Hundreds protest in Baghdad after deadly attack on tourist resort

Hundreds protest in Baghdad after deadly attack on tourist resort

BAGHDAD (Reuters): Hundreds of people protested in Baghdad on Thursday after an attack in northern Iraq killed nine people including a newly wed husband and a 1-year-old, a strike that Iraq blamed on Turkish forces but which Ankara denied carrying out.

The incident took place on Wednesday at a summer resort near the northern Iraqi town of Zakho close to the border with Turkey, in a region where Turkish forces have waged a campaign against Kurdistan Workers Party (PKK) militants.

Iraq accused Turkey of responsibility for the deaths, but has not provided evidence. Ankara said it had not carried out any attacks aimed at civilians in the area and said it was ready to hold talks with Iraq to uncover the facts.

“All signals indicate that Turkey is responsible for the assault and its denial is a ‘dark joke,’” the Iraqi Foreign Ministry said in a statement.

“There is a possibility that Iraq will resort to the economic card,” the ministry said, without further explanation.

In Baghdad, around 500 people gathered near a building belonging to the Turkish Embassy and scuffles briefly broke out between police and protesters.

“We demand a real reaction from the Iraqi government,” protester Haider al-Tamimi said, accusing politicians in federal Iraq and the autonomous Kurdish-led region where the attack took place of a weak response to the bloodshed.

Iraq has summoned Ankara’s ambassador to Baghdad over the attack and its state agency said the government will recall its charge d’affaires in Ankara.

The bodies of the victims were flown to Baghdad on Thursday, with ceremonies marking their transfer to the capital attended by senior Iraqi government officials including Prime Minister Mustafa al-Kadhimi.

Kadhimi’s office described the victims as “martyrs from the brutal Turkish attack which targeted civilians”.

Turkey’s foreign minister, Mevlut Cavusoglu, said on Thursday that Turkish military operations in Iraq have always been against the PKK, which is designated a terrorist organisation by the United States and the European Union. He said the attack was carried out by what he called terrorists.


One victim of the attack was 24-year-old Baghdad resident Abbas Alaa, who was studying to become a civil engineer..

“He was married for five days. He went for his honeymoon,” Alaa’s cousin Mohammed Kadhim told Reuters, as he joined relatives for the funeral. Alaa’s wife suffered minor injuries, he said.

Others caught up in the violence were enjoying a break in the mountains from the oppressive summer heat.

“The children were playing in the water. … After half an hour, they hit us. And after a minute. We did not know where to go any more,” said Kifah Ali Najem, who said he lost his sister and niece.

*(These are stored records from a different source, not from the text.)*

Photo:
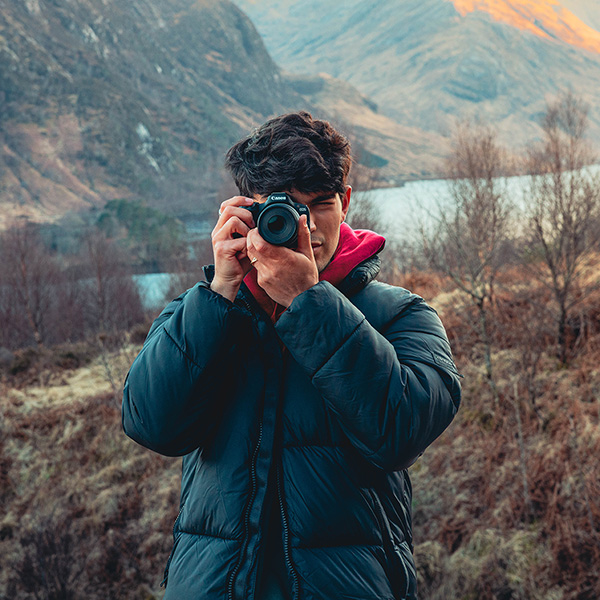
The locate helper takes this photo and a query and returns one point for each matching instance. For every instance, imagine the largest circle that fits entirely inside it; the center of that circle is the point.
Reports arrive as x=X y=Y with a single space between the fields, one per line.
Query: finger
x=304 y=246
x=230 y=248
x=235 y=211
x=235 y=201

“Our family scattered, the women were dispersed, the men were dispersed,” he said. “We are upset, we want our bodies.”

Turkey regularly carries out air strikes in northern Iraq and has sent commandos to support its offensives as part of a long-running campaign against militants of the Kurdish PKK, which took up arms against the Turkish state in 1984.

More than 40,000 people have been killed in the conflict, which in the past was mainly focused in southeast Turkey, where the PKK sought to create an ethnic homeland.

“The whole world knows we would never carry out an attack on civilians,” Turkey’s Cavusoglu said.